Am Samstag ging es in einem Podiumsgespräch, und wiederum vor zahlreichem und aufmerksamem Publikum, um grundlegende Fragen der Lyrikübersetzung. Die Moderation lag bei Sonja Klimek (CAU Kiel) und Wolfgang Menzel (PH Karlsruhe). Der englische Lyriker und Übersetzer Michael Hofmann (Universität von Florida, USA, Träger des International Booker Prize 2024), der deutsche Büchnerpreisträger Jan Wagner und der auch mit Lyrikübersetzungen hervorgetretene Lyriker Heinrich Detering diskutierten miteinander und lasen aus eigenen Übersetzungen. Anhand von konkreten Beispielen belegten sie die Auffassung Wilhelm Lehmanns, wonach das Übersetzen von Gedichten aus einer Sprache in eine andere damit verglichen werden kann, eine Zikade mit der Hand einzufangen und sie so festzuhalten, dass sie darin weitersingt. Michael Hofmann ergänzte: und sich darin wohlfühlt! Eine große Herausforderung für den Übersetzer, aber nicht unmöglich. Eine gelungene Gedichtübersetzung, so das Fazit, gleiche den Verlust, dass nicht alles in die andere Sprache hinübergeführt werden kann, mit dem Gewinn aus, der darin besteht, der Zielsprache neue Ausdrucksmöglichkeiten zu erschließen. Dies wurde auf eindrucksvolle Weise zu Gehör gebracht in Übersetzungen von Gedichten so unterschiedlicher Autoren wie Walt Whitman, Gottfried Benn und Bob Dylan.
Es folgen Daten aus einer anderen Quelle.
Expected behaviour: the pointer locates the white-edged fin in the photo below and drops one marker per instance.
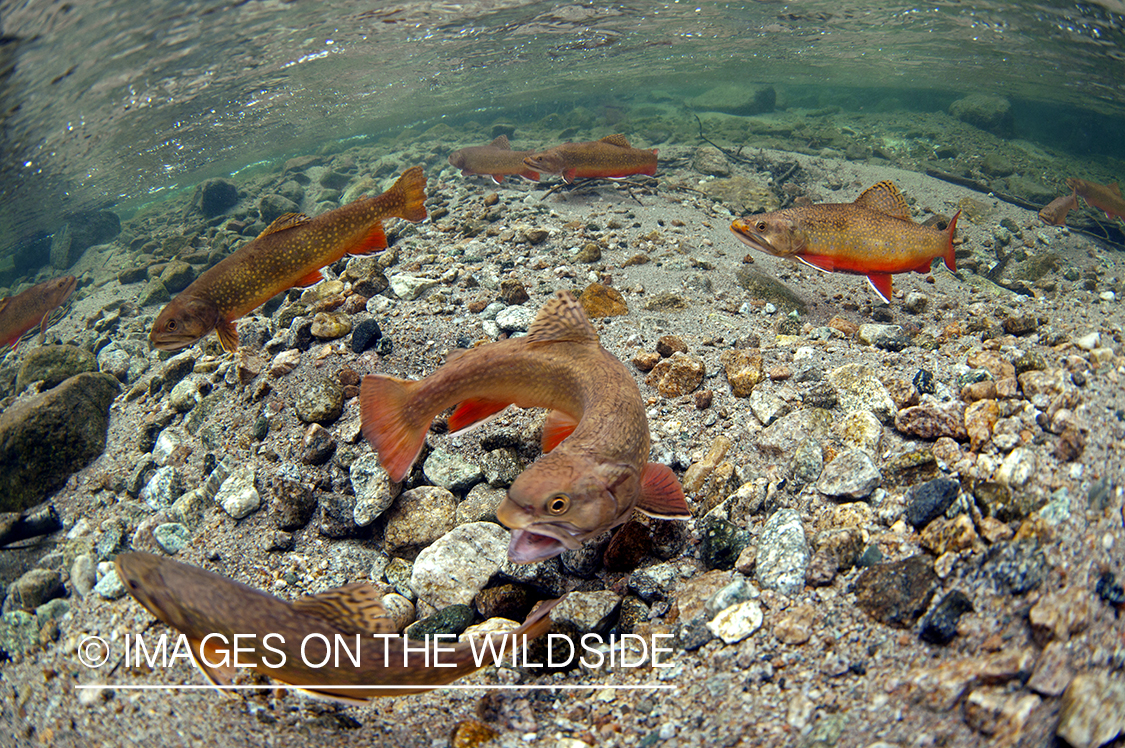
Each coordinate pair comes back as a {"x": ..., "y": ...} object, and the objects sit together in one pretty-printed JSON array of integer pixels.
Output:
[
  {"x": 561, "y": 320},
  {"x": 353, "y": 609}
]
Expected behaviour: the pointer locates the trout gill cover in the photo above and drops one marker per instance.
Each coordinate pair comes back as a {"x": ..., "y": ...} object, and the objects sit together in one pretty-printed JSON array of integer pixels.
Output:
[
  {"x": 289, "y": 252},
  {"x": 595, "y": 471}
]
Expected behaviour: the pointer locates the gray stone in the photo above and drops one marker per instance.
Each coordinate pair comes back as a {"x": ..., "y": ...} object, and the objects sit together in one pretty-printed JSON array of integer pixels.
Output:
[
  {"x": 375, "y": 490},
  {"x": 851, "y": 476},
  {"x": 419, "y": 517},
  {"x": 783, "y": 553},
  {"x": 237, "y": 495},
  {"x": 450, "y": 471},
  {"x": 457, "y": 566}
]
Besonders beeindruckend: die Gegenüberstellung von Michael Hofmanns Gedicht „The Case for Brexit“ mit der noch nicht abgeschlossenen Übersetzung von Jan Wagner und Marcel Beyer als „work in progress“. Die gut aufgelegten Dichter und das wie bei einer musikalischen Jam-Session gedanklich und emotional mitgehende Publikum teilten die Erfahrung, dass Lyrik keine bierernste Angelegenheit sein muss, sondern auch großes Vergnügen macht.
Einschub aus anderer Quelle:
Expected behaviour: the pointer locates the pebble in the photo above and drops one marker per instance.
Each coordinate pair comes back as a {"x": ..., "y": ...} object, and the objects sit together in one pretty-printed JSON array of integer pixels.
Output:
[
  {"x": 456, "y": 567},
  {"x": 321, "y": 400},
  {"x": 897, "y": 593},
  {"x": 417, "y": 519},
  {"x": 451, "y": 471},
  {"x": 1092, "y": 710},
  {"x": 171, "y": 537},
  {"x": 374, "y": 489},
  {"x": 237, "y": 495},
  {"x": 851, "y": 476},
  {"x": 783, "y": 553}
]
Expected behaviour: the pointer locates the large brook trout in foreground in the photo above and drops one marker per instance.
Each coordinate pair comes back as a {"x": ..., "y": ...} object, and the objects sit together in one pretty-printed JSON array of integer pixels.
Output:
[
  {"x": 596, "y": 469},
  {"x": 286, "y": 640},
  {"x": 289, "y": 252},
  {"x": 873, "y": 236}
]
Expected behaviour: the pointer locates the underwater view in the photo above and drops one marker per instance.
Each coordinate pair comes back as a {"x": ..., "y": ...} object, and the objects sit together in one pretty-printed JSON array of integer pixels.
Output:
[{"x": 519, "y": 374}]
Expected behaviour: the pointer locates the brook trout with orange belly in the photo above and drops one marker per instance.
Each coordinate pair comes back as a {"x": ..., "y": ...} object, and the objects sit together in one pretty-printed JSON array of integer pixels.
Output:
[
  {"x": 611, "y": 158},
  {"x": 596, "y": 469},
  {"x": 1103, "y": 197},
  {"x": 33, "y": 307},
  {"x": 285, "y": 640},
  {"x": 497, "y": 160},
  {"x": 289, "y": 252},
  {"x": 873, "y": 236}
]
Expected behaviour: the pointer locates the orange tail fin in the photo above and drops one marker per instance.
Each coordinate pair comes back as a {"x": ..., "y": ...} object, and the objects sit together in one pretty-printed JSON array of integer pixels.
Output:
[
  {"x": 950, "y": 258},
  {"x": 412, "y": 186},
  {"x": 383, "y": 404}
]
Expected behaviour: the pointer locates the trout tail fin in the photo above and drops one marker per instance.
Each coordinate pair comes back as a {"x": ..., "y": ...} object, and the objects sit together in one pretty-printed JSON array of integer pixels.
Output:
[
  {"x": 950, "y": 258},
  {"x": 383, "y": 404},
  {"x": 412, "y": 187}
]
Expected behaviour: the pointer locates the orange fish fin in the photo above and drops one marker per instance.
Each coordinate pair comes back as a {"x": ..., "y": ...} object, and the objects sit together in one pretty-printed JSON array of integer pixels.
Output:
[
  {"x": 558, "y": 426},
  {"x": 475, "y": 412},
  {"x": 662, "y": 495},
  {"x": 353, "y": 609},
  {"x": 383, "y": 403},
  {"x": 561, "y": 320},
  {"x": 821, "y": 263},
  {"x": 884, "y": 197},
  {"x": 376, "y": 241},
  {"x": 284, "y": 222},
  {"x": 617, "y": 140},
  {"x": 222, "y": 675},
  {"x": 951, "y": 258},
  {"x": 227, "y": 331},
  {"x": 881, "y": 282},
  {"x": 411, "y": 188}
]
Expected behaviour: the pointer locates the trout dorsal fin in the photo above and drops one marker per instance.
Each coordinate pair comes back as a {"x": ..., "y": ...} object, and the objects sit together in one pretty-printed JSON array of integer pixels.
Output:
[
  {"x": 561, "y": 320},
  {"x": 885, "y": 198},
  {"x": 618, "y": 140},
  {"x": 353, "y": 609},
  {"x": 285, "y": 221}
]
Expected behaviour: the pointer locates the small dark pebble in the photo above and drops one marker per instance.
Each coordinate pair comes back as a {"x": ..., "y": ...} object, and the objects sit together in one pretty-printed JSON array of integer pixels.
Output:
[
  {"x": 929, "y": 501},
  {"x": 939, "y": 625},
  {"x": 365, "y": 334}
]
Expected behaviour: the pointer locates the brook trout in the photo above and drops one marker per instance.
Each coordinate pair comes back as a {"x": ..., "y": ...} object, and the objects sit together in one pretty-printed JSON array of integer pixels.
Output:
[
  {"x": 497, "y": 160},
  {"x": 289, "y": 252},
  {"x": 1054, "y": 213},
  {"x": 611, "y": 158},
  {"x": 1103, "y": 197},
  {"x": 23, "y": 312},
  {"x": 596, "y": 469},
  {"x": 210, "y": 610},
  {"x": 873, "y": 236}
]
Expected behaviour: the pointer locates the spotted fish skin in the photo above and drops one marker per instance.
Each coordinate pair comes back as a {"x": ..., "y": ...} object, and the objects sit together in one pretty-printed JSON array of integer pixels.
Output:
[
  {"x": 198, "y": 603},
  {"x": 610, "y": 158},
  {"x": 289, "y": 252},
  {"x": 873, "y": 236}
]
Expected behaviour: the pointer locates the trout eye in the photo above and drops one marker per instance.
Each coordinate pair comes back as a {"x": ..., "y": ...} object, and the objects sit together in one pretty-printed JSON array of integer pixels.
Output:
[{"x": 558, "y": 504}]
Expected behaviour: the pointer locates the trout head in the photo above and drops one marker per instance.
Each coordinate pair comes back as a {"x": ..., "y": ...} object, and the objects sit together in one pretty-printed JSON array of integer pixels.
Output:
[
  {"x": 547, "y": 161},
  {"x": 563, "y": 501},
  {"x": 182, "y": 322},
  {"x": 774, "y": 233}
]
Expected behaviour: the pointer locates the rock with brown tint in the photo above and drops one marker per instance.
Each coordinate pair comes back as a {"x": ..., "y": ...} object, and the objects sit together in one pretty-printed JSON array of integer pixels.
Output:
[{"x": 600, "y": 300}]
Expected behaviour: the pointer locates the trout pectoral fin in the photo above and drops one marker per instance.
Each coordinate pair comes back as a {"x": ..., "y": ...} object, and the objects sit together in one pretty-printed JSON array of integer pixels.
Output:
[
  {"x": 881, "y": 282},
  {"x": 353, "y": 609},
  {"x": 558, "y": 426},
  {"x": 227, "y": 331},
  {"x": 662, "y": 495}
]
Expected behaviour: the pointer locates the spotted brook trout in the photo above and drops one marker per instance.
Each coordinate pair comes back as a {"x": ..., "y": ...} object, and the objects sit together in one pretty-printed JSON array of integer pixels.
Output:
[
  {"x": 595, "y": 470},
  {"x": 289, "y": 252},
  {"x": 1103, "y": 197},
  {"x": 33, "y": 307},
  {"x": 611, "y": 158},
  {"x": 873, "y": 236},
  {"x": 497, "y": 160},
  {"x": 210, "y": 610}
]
Michael Hofmann und Jan Wagner gaben am Freitagvormittag in ausführlichen Interviews Auskunft über ihre dichterische und übersetzerische Arbeit; diese von einer Gruppe von Studierenden geführten Gespräche wurden aufgenommen und stehen demnächst in der Audiothek auf der Website der WLG zur Verfügung. Am Nachmittag leiteten die beiden Autoren im Künstlerhaus einen gut besuchten Workshop zum Übersetzen und kreativen Schreiben. Neben etwa dreißig Studierenden der CAU Kiel und einer Gasthörerin der PH Karlsruhe nahm auch ein deutscher Übersetzer des schwedischen Dichters Lars Gustafsson teil. Die gesamte Veranstaltung wurde filmisch dokumentiert; das Video wird demnächst über die Website der WLG zu sehen sein.
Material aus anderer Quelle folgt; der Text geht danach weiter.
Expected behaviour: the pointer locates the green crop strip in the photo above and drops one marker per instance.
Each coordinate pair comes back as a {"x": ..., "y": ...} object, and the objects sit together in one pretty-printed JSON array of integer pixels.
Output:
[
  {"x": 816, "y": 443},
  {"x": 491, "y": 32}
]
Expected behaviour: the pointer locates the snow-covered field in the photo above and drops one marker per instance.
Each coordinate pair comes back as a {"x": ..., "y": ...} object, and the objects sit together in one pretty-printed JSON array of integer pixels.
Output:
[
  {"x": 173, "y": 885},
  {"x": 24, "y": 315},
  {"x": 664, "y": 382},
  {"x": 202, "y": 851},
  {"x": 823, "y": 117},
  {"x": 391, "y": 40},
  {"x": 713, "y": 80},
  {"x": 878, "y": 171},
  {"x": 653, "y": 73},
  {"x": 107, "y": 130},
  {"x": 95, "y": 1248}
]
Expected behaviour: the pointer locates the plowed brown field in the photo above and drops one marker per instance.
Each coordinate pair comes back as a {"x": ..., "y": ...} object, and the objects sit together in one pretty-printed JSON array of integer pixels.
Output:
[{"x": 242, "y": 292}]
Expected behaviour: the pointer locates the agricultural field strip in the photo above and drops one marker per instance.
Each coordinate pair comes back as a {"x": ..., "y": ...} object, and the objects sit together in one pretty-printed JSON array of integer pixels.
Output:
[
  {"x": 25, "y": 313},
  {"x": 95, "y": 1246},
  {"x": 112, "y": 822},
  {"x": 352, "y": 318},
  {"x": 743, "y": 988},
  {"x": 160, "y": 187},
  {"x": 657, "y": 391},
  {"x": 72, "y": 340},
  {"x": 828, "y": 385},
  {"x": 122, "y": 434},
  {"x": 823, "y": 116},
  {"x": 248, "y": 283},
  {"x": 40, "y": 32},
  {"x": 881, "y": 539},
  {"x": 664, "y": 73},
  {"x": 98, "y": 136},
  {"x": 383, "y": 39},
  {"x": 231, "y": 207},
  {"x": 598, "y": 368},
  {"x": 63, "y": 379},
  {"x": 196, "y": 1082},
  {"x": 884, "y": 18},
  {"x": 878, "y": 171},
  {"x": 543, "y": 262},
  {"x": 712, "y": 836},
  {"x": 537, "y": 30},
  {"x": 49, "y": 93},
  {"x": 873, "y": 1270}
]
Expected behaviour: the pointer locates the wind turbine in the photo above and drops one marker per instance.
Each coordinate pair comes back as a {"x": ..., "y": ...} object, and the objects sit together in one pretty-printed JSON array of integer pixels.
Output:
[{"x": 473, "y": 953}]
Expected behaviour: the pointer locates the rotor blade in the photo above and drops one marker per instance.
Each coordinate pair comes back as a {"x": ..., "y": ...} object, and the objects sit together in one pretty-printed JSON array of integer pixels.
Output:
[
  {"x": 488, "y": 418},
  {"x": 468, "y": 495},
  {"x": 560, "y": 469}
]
Auf den Lehmann-Tagen 2025 wurde das neue – und inzwischen zehnte – Heft Sichtbare Zeit – Journal der Wilhelm-Lehmann-Gesellschaft vorgestellt. Erschienen im Husum Verlag enthält es die Vorträge der jüngsten Wilhelm-Lehmann-Tage. Es dokumentiert darüber hinaus die Verleihung des Wilhelm-Lehmann-Preises 2023 an Jürgen Nendza sowie die Beiträge eines wissenschaftlichen Symposiums zum Thema „Literarische Wertungen und Preise anlässlich 100 Jahre Kleist-Preis an Wilhelm Lehmann".
Auf der ebenfalls an diesem Wochenende durchgeführten Mitgliederversammlung wurde der Vorstand der Wilhelm-Lehmann-Gesellschaft wiedergewählt: Beate Kennedy (Vorsitzende), Wolfgang Menzel (2. Vorsitzender), Dietrich Fröhler (Kassenwart), Monika Tjarks (Schriftführerin), Dirk Schmid, Antje Nottrodt und Elisabeth von Hippel (Beisitzer).